As a young man, I found myself as a guest at dinner table of V.I.P.s. The keynote at this dinner was a politician who was on the national stage and a was considered a serious contender for the White House should he think about running in the upcoming Presidential elections. At my table were a gaggle of his key aids and politically connected cohorts.
I like to think of myself as an intelligent person and I wanted to pretend that I belonged with this well connected and influential group. I did my best to make conversation. I asked about the Senator's schedule and where else he was speaking. I asked about the Senator's thoughts on a potential run for the White House. I inquired about the Senator's views on certain political subjects. As the dinner went on, I got the distinct impression that something was wrong. The people at the table, the ones I desperately wanted to impress, were treating me like I was an idiot.

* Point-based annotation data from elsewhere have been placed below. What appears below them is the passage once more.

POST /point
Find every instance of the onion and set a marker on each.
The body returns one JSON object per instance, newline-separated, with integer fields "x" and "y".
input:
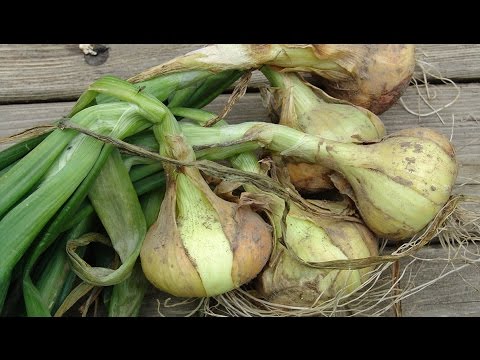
{"x": 288, "y": 281}
{"x": 200, "y": 245}
{"x": 379, "y": 79}
{"x": 309, "y": 109}
{"x": 372, "y": 76}
{"x": 398, "y": 184}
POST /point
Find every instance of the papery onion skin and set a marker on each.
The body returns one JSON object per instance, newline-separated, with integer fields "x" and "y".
{"x": 175, "y": 265}
{"x": 380, "y": 77}
{"x": 310, "y": 110}
{"x": 288, "y": 281}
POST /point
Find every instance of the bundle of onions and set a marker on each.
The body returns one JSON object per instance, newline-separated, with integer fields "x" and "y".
{"x": 398, "y": 184}
{"x": 200, "y": 245}
{"x": 289, "y": 279}
{"x": 310, "y": 110}
{"x": 372, "y": 76}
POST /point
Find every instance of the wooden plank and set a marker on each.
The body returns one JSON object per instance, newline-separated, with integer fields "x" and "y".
{"x": 14, "y": 118}
{"x": 456, "y": 294}
{"x": 455, "y": 61}
{"x": 39, "y": 72}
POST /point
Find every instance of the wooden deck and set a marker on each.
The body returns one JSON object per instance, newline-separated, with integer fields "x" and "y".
{"x": 38, "y": 83}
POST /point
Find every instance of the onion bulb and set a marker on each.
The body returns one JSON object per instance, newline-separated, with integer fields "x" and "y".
{"x": 398, "y": 184}
{"x": 372, "y": 76}
{"x": 379, "y": 78}
{"x": 310, "y": 110}
{"x": 286, "y": 280}
{"x": 201, "y": 245}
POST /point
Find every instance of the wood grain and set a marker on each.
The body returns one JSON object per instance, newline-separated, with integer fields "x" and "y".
{"x": 456, "y": 294}
{"x": 50, "y": 72}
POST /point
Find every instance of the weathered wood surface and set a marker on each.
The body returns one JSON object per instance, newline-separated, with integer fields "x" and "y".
{"x": 59, "y": 72}
{"x": 456, "y": 294}
{"x": 52, "y": 76}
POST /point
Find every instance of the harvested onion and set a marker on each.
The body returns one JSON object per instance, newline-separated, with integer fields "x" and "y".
{"x": 398, "y": 184}
{"x": 200, "y": 245}
{"x": 310, "y": 110}
{"x": 372, "y": 76}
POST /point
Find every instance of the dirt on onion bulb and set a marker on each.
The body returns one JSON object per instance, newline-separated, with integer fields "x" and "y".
{"x": 201, "y": 245}
{"x": 371, "y": 76}
{"x": 286, "y": 280}
{"x": 310, "y": 110}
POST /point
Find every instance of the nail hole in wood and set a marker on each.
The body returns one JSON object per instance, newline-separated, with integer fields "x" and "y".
{"x": 102, "y": 55}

I was, in fact, an idiot. I later realized that the keynote was not a Senator but a member of the House of Representatives. With every question I asked about "the Senator" I declared my own basic ignorance. At a table full of political heavy hitters, I struck out several times over during the meal. I was clearly way out of my league.
When God finally answers Job and asks, "Why do you talk without knowing what you're talking about?" I had a flashback to that humiliating moment of realization. And yet, sometimes God uses our own discomfort and humiliation to teach us a valuable lesson or two.